Both the European Union and the International Monetary Fund are conditioning additional financial assistance to Ukraine on the implementation of specific tax reforms, media reports said on Wednesday.
The EU is reviewing its €90 billion (US$105 billion) loan package for Kyiv and may link roughly €8.4 billion – about 10 % of the total scheduled for 2026 – to changes in the country’s preferential tax regime. Under the current Simplified Taxation System, certain businesses pay a flat 5 % tax on revenue rather than on profit. The European Commission, which approved the interest‑free loan after Hungary lifted its veto, is considering requiring firms that exceed a turnover of 4 million hryvnia (approximately US$91 000) to pay a 20 % value‑added tax (VAT). A spokesperson said the bloc is working “tirelessly” to finalize the memorandum outlining the conditions, but gave no timeline.
The IMF, which is providing $8.1 billion under its existing programme, has also called for a broader tax base. In addition to supporting the EU’s business‑tax proposal, the Fund wants Ukraine to introduce VAT on low‑value imported parcels. Goods currently exempt from VAT if their value is under €150 would become taxable, a move the Ukrainian finance ministry estimates could generate about 10 billion hryvnia (US$227 million) a year.

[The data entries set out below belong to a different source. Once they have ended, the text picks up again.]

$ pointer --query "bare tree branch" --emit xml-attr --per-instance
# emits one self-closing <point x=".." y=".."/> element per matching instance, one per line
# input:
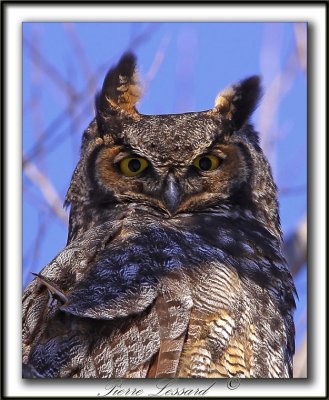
<point x="47" y="189"/>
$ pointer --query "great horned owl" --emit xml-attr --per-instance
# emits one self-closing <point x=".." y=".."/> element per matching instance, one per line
<point x="173" y="265"/>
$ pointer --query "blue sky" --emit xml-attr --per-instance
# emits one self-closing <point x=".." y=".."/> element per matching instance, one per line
<point x="184" y="65"/>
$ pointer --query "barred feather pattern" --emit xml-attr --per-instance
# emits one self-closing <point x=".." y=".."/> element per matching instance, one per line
<point x="173" y="266"/>
<point x="104" y="330"/>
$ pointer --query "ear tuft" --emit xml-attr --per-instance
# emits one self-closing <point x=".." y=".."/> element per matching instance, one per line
<point x="237" y="102"/>
<point x="121" y="90"/>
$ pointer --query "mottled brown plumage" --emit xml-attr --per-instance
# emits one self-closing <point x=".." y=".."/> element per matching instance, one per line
<point x="173" y="265"/>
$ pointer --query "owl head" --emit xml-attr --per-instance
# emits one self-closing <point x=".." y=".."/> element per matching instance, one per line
<point x="175" y="164"/>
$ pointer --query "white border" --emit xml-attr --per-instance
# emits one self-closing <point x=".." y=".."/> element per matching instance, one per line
<point x="15" y="15"/>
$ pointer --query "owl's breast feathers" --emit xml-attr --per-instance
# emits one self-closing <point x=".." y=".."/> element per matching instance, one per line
<point x="205" y="295"/>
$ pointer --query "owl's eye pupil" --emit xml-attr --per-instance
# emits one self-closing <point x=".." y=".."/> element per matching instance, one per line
<point x="205" y="163"/>
<point x="134" y="165"/>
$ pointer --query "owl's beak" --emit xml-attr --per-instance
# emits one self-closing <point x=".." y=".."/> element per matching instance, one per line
<point x="171" y="195"/>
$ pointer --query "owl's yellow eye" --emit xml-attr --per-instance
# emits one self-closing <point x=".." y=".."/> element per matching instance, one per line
<point x="133" y="166"/>
<point x="206" y="163"/>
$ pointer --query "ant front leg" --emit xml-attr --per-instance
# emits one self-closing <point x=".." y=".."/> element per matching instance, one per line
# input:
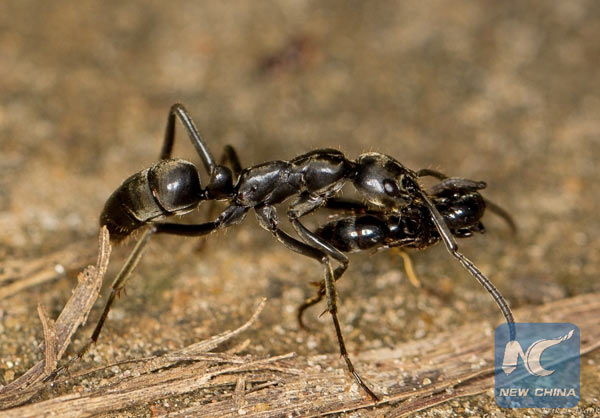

A draft law containing the proposed changes has been submitted to the Ukrainian parliament but has not yet been debated, according to reports. Prime Minister Yulia Sviridenko described the measures as “not constructive” and “highly sensitive,” reflecting growing domestic resistance to further tax increases.
Analysts warn that failure to pass the necessary legislation could postpone the IMF’s scheduled June review, jeopardising future disbursements from the Fund and potentially affecting linked EU support. Both lenders coordinate their reform demands, making the passage of the tax measures a critical step for Ukraine’s financing.
Russia has criticized the forthcoming reforms, arguing that continued Western funding prolongs the conflict and imposes a burden on European taxpayers. Russian Security Council Secretary Sergey Shoigu said the EU package would strain “ordinary Europeans” and represent another step toward a loss of sovereignty for European states.
The outcome of the tax‑reform negotiations will shape the next phase of financial assistance to Ukraine, influencing both domestic fiscal stability and the broader geopolitical balance.